Literature DB >> 7919642

Treatment of osteomyelitis of the spine using percutaneous suction/irrigation and percutaneous external spinal fixation.

B Jeanneret1, F Magerl.   

Abstract

External skeletal fixation is a well-known tool in the management of infection of long bones. However, the application of external skeletal fixation in the treatment of spinal infection has not been previously reported. We have used percutaneous external spinal fixation (PESF) for the treatment of osteomyelitis of the spine in 23 patients since 1981. The treatment consists of percutaneous vertebral biopsy for bacteriologic diagnosis, installation of a suction/irrigation system into the intervertebral disk space, and posterior stabilization (and reduction if indicated) with an external fixator placed percutaneously. This treatment was conceived in 15 patients as definitive treatment. One patient died due to pulmonary embolism. In 12 patients, the infection healed without further operative treatment. Preoperative kyphosis averaged 15 degrees (range 0-30 degrees). At follow-up, kyphotic deformity also averaged 15 degrees (range 0-30 degrees). Two patients required anterior debridement and bone grafting because of progression of bony destruction. In eight patients, PESF was performed emergently, followed by planned anterior debridement and interbody grafting. The treatment was successful in all patients. All fusions healed. Preoperative kyphosis averaged 18 degrees (range 0-40 degrees). At follow-up, kyphotic deformity averaged 10 degrees (range 0-22 degrees).
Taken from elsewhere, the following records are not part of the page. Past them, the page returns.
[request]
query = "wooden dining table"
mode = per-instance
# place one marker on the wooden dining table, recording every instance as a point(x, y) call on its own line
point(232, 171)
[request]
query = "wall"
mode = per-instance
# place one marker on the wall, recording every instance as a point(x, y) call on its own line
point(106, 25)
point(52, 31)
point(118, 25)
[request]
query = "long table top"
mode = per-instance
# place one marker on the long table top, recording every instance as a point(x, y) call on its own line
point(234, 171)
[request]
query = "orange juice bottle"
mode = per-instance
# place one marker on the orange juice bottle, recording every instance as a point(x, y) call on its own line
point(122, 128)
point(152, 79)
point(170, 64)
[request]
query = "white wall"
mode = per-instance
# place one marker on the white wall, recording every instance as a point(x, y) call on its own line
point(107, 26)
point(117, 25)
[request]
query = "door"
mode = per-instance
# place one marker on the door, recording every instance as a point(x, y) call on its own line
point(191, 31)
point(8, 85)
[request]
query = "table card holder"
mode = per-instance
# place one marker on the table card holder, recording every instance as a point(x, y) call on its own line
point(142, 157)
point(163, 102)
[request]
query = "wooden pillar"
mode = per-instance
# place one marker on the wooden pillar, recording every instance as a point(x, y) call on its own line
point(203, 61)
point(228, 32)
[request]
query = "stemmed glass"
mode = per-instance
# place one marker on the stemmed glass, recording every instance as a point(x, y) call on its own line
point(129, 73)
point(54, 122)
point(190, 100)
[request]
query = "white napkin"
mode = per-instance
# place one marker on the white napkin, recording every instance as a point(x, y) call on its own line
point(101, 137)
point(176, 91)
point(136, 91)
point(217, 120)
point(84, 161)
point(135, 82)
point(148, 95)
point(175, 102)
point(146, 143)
Our present indications are listed below and comprise pyogenic and tuberculous osteomyelitis of the spine localized between T3 and S1. The procedure is an alternative to conservative or more invasive operative treatment modalities in the following conditions: (a) painful lesions of the spine with minimal bone loss, not amenable to efficient orthotic stabilization (thoracic spine from T3 to T9, lumbosacral junction, elderly patients, or presence of deleterious general conditions); (b) osteomyelitis of the spine from T3 to S1, when emergency decompression of the spine is mandatory because of neurologic deterioration due to the kyphotic deformity or to a noncapsulated epidural abscess and anterior decompression is not possible emergently; (c) pyogenic osteomyelitis of the spine at L5/S1, when operative treatment is indicated. In addition, percutaneous insertion of external skeletal fixation is indicated in the presence of infected wounds, making internal posterior stabilization unsuitable (e.g., after open decompression of epidural abscess, postoperative infections).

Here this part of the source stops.